By embracing the pink theme, VSP staff are making a powerful statement about the importance of early detection, support, and research for this disease.
The gesture demonstrates that breast cancer awareness transcends boundaries, uniting people from all walks of life. VSP’s commitment to this cause serves as a reminder that collective efforts can bring about positive change, even in the most unlikely places.
By wearing pink, VSP employees are fostering a sense of shared community and responsibility to fight breast cancer.
SAC incarcerated enjoy chalk art
Local artist Scott Clark visited California State Prison, Sacramento (SAC). He provided the population with a variety of ideas and methods of chalk art. The population quickly learned the tricks of the trade and chalk art has become a popular activity. The Community Resource office supports this program which runs weekly. This provides individuals an opportunity to participate in art while making their environment colorful.

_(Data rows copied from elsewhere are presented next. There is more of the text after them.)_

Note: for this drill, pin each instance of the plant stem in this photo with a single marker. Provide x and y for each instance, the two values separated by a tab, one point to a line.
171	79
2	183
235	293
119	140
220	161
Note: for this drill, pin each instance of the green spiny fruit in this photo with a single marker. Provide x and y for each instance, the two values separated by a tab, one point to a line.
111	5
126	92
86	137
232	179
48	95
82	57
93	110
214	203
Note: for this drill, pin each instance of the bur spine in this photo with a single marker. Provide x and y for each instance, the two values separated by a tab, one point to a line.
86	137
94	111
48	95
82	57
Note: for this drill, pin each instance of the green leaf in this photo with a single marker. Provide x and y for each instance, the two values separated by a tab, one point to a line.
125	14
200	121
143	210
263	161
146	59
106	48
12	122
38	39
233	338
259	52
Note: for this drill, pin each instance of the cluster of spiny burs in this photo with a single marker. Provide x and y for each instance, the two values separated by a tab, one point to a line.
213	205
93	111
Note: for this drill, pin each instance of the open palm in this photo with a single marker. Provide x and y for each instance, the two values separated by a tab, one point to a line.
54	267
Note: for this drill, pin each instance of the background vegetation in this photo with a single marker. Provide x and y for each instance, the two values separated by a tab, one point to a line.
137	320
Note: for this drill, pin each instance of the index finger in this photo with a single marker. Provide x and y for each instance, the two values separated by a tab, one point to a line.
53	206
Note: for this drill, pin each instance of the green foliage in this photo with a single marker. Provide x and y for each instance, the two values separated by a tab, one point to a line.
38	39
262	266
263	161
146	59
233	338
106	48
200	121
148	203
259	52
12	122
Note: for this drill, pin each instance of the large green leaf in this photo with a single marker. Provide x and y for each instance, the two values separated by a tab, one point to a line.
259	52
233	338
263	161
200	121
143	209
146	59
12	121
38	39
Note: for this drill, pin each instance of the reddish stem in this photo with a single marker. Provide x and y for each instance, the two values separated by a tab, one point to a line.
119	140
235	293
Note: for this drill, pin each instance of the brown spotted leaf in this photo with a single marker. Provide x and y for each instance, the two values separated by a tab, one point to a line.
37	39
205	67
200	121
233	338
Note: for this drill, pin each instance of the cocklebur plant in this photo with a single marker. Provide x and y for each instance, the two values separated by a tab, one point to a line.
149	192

CRC incarcerated support one another
Ruben Perez, Peer Literacy mentor, is one of 20 resident tutors at the California Rehabilitation Center (CRC). The resident tutors provide literacy and numeracy instruction to their peers. Peer Literacy Mentor Program (PLMP) mentors must complete two academic training modules totaling 270 hours and a 720-hour internship to be certified. PLMP mentors are trained in the latest research-based instructional practices, including the use of graphic organizers. CRC literacy students earned 30 General Education Development diplomas during the past school year under the tutorage of certified PLMP tutors.
In the Media
San Quentin prison gets a new music program: ‘It will make an incredible difference’
Hoping to transform the lives of San Quentin prisoners through the healing power of music, longtime San Francisco vocal coach Essence Goldman has embarked on a new mission.
Through her nonprofit organization, Believe Music Heals, Goldman plans to introduce a program of musical training and performance within the prison walls of California’s oldest penitentiary, aiming to foster creativity, community and personal improvement.
Goldman, the driving force behind making ALS-stricken surfer Bernie Dalton’s musical dream a reality, recently secured approval for a 16-week music program at San Quentin State Prison, to begin on Nov. 1 and run through spring. The program will teach a select group of 25 incarcerated people how to sing, play musical instruments and compose original pieces, culminating in a compilation album of recordings written and performed by the participants.
Chowchilla inmates design skateboards to help local kids
Rodney Rodriguez collected a batch of freshly painted skateboards from the Central California Women’s Facility in Chowchilla.
The boards will be auctioned off to raise money for Fresno Skateboard Salvage, Rodriguez’s initiative to share skateboarding with kids who can’t afford to buy one.
The designs are unique. Each was created by an inmate like Angela Zuniga who loaded her board with symbolism.
“I tried to bring a lot of color to it and send a message. Butterflies mean freedom and like I said about the tiger, it’s being fierce,” said Zuniga.
The art represents more than meets the eye. It’s a step toward rehabilitation and giving to kids in the community, rather than taking.
Sac State Professor Builds Communication Conduits
Sacramento State professor Dr. Ernest Uwazie is an internationally recognized expert on conflict resolution. He’s currently focused on incarceration and teaching people lessons that stretch their imaginings of what such conversations can look like and how impactful they can be.
Dr. Uwazie chairs the university’s division of criminal justice and serves as director of the university’s Center for African Peace and Conflict Resolution. He’s also leading a transformative restorative justice training program. The program trains people to facilitate meetings between victims and their offenders and prepares both parties for face-to-face interaction.
While currently funded through a two-year grant from the California Department of Corrections and Rehabilitation, Dr. Uwazie has been doing the work since 2015. His work garnered attention, and dollars, as it fits into the state’s overall movement towards restorative justice, rehabilitation and reducing the rate of incarceration.